O conhecimento adquirido e a crescente consciencialização dos riscos associados a um sistema climático em crise, considerando a especial vulnerabilidade do território nacional e o esperado agravamento de fenómenos extremos, implica encontrar respostas ambiciosas aos níveis comunitário e nacional, mas também local. A descarbonização da economia, a promoção da economia circular, a valorização do território e do capital natural devem orientar a recuperação socioeconómica do país, em todas as áreas, e devem ser perspetivadas como oportunidades de crescimento. Não é por acaso que a Transição Energética é um pilar determinante do Plano de Recuperação e Resiliência. Concretizar a mudança de paradigma que se impõe significa necessariamente inovar, transformar a economia e evoluir para um modelo mais eficiente no uso regenerativo dos recursos. Neste domínio, o setor dos transportes, responsável por 24% das emissões de gases com efeito de estufa e por 74% do consumo de petróleo em Portugal e sendo uma das principais fontes de ruído e de poluição do ar, deverá, até 2030, reduzir as suas emissões em 40%. É, portanto, um setor a ter em linha de conta nesta mudança e a abordagem deverá privilegiar o transporte público acessível e de qualidade, a generalização dos veículos elétricos, sem esquecer as formas de mobilidade ativa, como o uso da bicicleta. Também o ordenamento do território e, paralelamente, a reabilitação urbana, dirigidas à qualidade de vida dos cidadãos, constituem setores que nos devem mobilizar. No mesmo sentido, há que considerar que proteger e valorizar o ambiente e os recursos naturais implica atentar aos perigos do aumento de resíduos. As abordagens legislativas, nacional e comunitária, têm sido reforçadas, mas importa envolver a população e sensibilizar para a necessidade de prevenir, reutilizar, reciclar e valorizar, quando a produção de resíduos não possa ser evitada, criando oportunidades na área do tratamento e recolha e potenciando a inovação.

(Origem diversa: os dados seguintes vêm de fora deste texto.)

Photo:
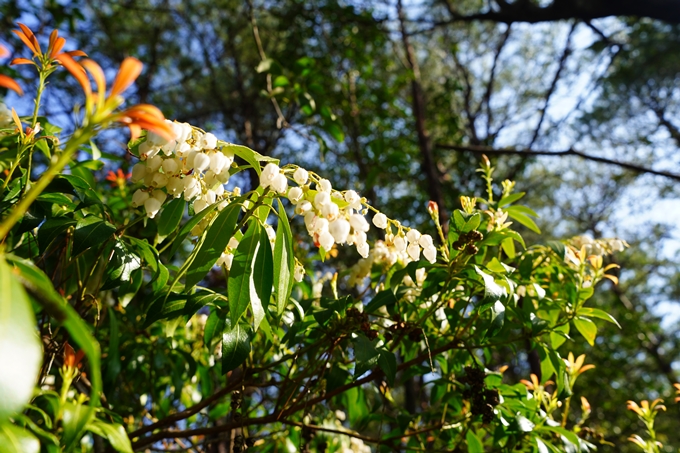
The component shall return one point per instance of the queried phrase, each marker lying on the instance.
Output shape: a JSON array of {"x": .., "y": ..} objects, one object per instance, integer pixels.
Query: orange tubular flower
[
  {"x": 53, "y": 49},
  {"x": 100, "y": 108},
  {"x": 6, "y": 81}
]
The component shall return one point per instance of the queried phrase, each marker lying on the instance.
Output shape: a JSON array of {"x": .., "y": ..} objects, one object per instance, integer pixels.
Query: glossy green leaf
[
  {"x": 284, "y": 262},
  {"x": 510, "y": 198},
  {"x": 239, "y": 281},
  {"x": 473, "y": 442},
  {"x": 187, "y": 227},
  {"x": 262, "y": 279},
  {"x": 366, "y": 355},
  {"x": 216, "y": 239},
  {"x": 235, "y": 345},
  {"x": 523, "y": 218},
  {"x": 112, "y": 432},
  {"x": 14, "y": 439},
  {"x": 587, "y": 328},
  {"x": 598, "y": 313},
  {"x": 170, "y": 217},
  {"x": 388, "y": 364},
  {"x": 20, "y": 347},
  {"x": 91, "y": 231}
]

A atual situação pandémica veio trazer um novo olhar do litoral em relação ao interior, sobretudo no estilo de vida, no contacto com a natureza, etc. Este reconhecimento nas virtudes do interior será apenas passageiro ou poderá criar, ou consolidar, oportunidades no desenvolvimento destas regiões?
Pelo isolamento que impôs, a crise pandémica incentivou a procura de alternativas e o interior foi a escolha de muitos portugueses, o que se fez notar no turismo, mas também no setor imobiliário. A tal necessidade de romper com uma falsa conceção de interioridade, de que falei, parece ter encontrado espaço para se concretizar e, nesta medida, é uma oportunidade que estas regiões terão de agarrar com veemência, apostando na comunicação para fidelizar a procura. Quando falamos nas «virtudes do interior», falamos de características de facto atrativas, falamos de autenticidade, de natureza, de História e de estórias, de tradições, de virtudes que poderão, sim, criar e consolidar oportunidades no desenvolvimento destas regiões.